The term ‘cardioid’ refers to the polar pattern of the microphone e.g. the sensitivity of the microphone with regard to where the sound is being detected from.
Cardioid microphones detect sound from the front of the microphone and largely ignore the sound from the rear of the mic. As a result, they are less prone to the proximity effect than other polar patterns, with the exception of omnidirectional microphones which aren’t prone to the proximity effect at all.
What is The Proximity Effect?
We’ve talked about the proximity effect but what is that really? It’s a phenomenon caused when the source of sound being recorded e.g. the acoustic guitar, in this case, is too close to the microphone. When this occurs low-end frequency response is increased and will continue to increase the closer the instrument is to the microphone. It’s a pretty big factor if recording low-end frequencies e.g. around or below 200mHz and can affect acoustic guitar (your low E string is around 80Hz) and male vocals especially.
How your room can make your recordings sound boomy
Another fairly big factor that can contribute to a boomy-sounding recording is the sound of the room itself.
Most people who record at home don’t give this enough consideration. But the acoustic guitar is an ‘acoustic’ instrument and the natural acoustics of the room have a big impact on the quality of the sound recorded. This affects all instruments to some extent unless using direct input but is especially an issue for acoustic guitars.

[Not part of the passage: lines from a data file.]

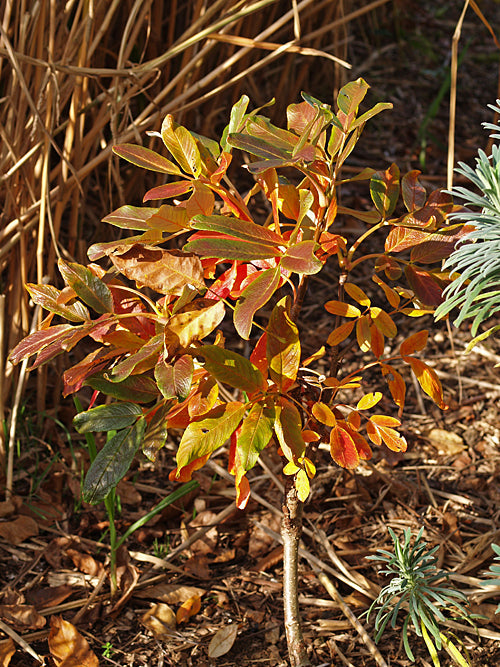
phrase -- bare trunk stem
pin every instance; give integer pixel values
(291, 529)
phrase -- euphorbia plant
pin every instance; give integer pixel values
(158, 350)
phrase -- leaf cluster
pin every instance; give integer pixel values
(202, 257)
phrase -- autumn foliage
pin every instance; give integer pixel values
(201, 257)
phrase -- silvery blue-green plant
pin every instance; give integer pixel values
(476, 291)
(418, 590)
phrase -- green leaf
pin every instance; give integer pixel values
(91, 289)
(111, 417)
(137, 388)
(255, 434)
(146, 158)
(232, 368)
(240, 229)
(229, 249)
(384, 190)
(131, 217)
(205, 436)
(112, 462)
(253, 297)
(49, 297)
(283, 346)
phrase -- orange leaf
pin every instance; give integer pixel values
(343, 448)
(357, 294)
(363, 334)
(383, 322)
(428, 380)
(323, 414)
(67, 646)
(340, 333)
(414, 343)
(377, 342)
(189, 608)
(369, 400)
(341, 308)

If you have the option, try a number of different rooms in your house using your ears to guide you. Look for rooms that are not perfectly square and offer enough distance from the walls if you were playing in the center of the room to prevent reflections.
Avoid low ceilings also and don’t worry if the room already contains things like bookshelves or wardrobes. These can actually be used to your advantage to absorb soundwaves that would otherwise be reflected from the walls and be captured at full strength by your microphone.

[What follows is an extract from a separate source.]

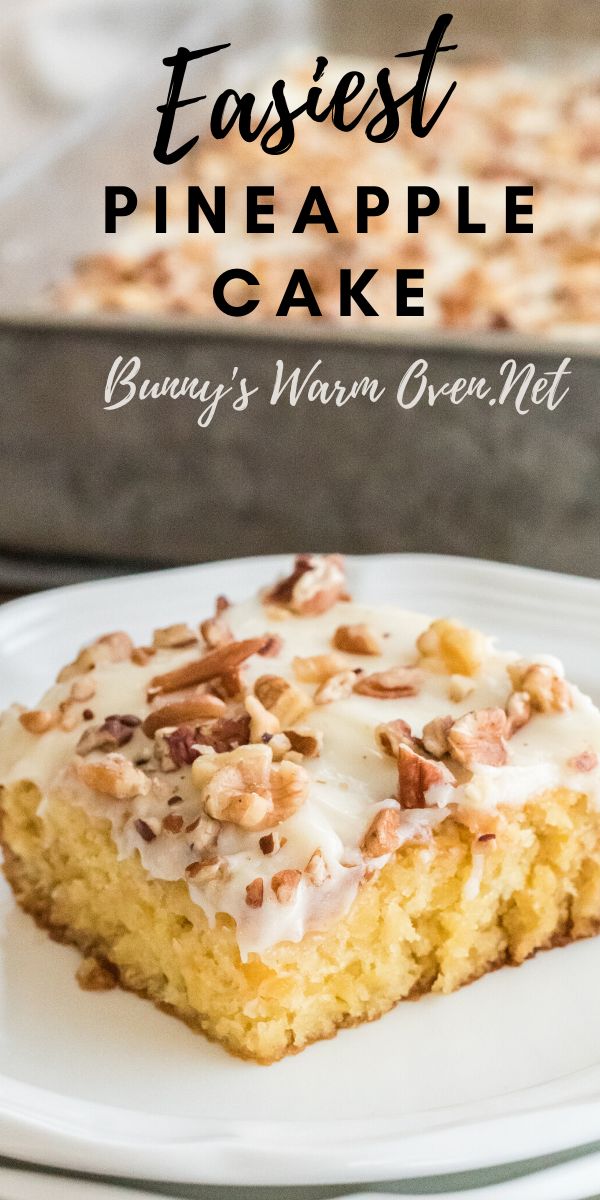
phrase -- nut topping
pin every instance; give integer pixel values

Remember when recording, try getting away from your walls as much as possible to reduce the amount of reflected sound being captured by the microphone.

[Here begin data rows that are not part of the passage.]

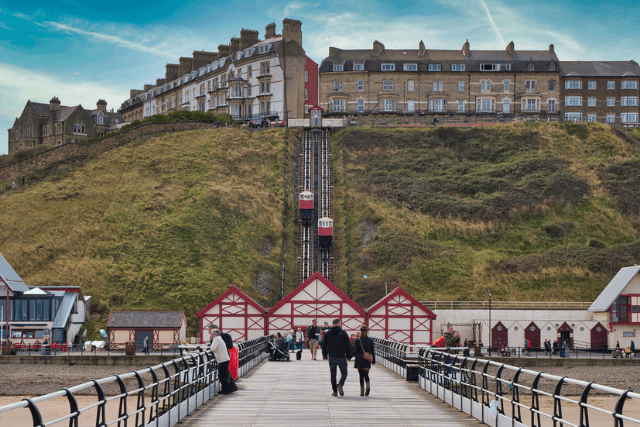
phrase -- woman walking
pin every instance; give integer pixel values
(365, 358)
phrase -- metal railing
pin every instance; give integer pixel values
(509, 305)
(164, 394)
(503, 395)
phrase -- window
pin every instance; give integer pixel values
(573, 117)
(573, 84)
(530, 86)
(437, 104)
(573, 101)
(530, 105)
(485, 105)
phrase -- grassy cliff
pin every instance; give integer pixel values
(534, 212)
(167, 223)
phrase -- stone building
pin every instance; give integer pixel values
(246, 78)
(603, 91)
(55, 124)
(464, 81)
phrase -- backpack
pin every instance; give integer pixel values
(228, 341)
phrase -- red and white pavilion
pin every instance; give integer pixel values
(234, 312)
(316, 298)
(400, 317)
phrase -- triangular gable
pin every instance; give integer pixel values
(613, 290)
(333, 288)
(401, 292)
(233, 290)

You can also experiment with acoustic treatment, including using sound panels and bass traps in the corners of your room to further reduce reflected sound and cut down on excessive low-end frequencies. You can read everything you need to know about acoustic treatment here in my in-depth guide.
Mixing and EQ Settings to reduce boominess
What if you have tried everything suggested above and still find your acoustic guitar recordings sound boomy?
The last thing to try is removing some of the offending frequencies using EQ.
If you have recorded several tracks of acoustic guitar, combine them by bussing the tracks together – e.g. combine the tracks and control eq as a group, and then use a high pass filter to cut down on unwanted low-end frequencies.
Move the filter up until it becomes noticeably poorer sounding and then step things back a notch.
You should also identify additional frequencies by sweeping around in your EQ plugin. They will most commonly be in the 100 – 250hz range, but don’t limit yourself to this frequency range alone.
Sweeping essentially means hunting out rogue frequencies by accentuating their effect within your mix and then reducing them to improve the overall sound.
‘Boominess’ on acoustic guitar recordings can, thankfully, under most circumstances be easily addressed using the tips above. Remember, before you make wholesale changes e.g. buy a new microphone, move your entire home studio to another room, or even buy a new guitar (although, that’s never a bad thing 🙂 try simply pointing the microphone at the 12th fret of your guitar, on a 45% angle at least 8-12 inches away from the body of the guitar. In 99% of cases, this will reduce the boominess being picked up on your recordings considerably and greatly improve the clarity of your track.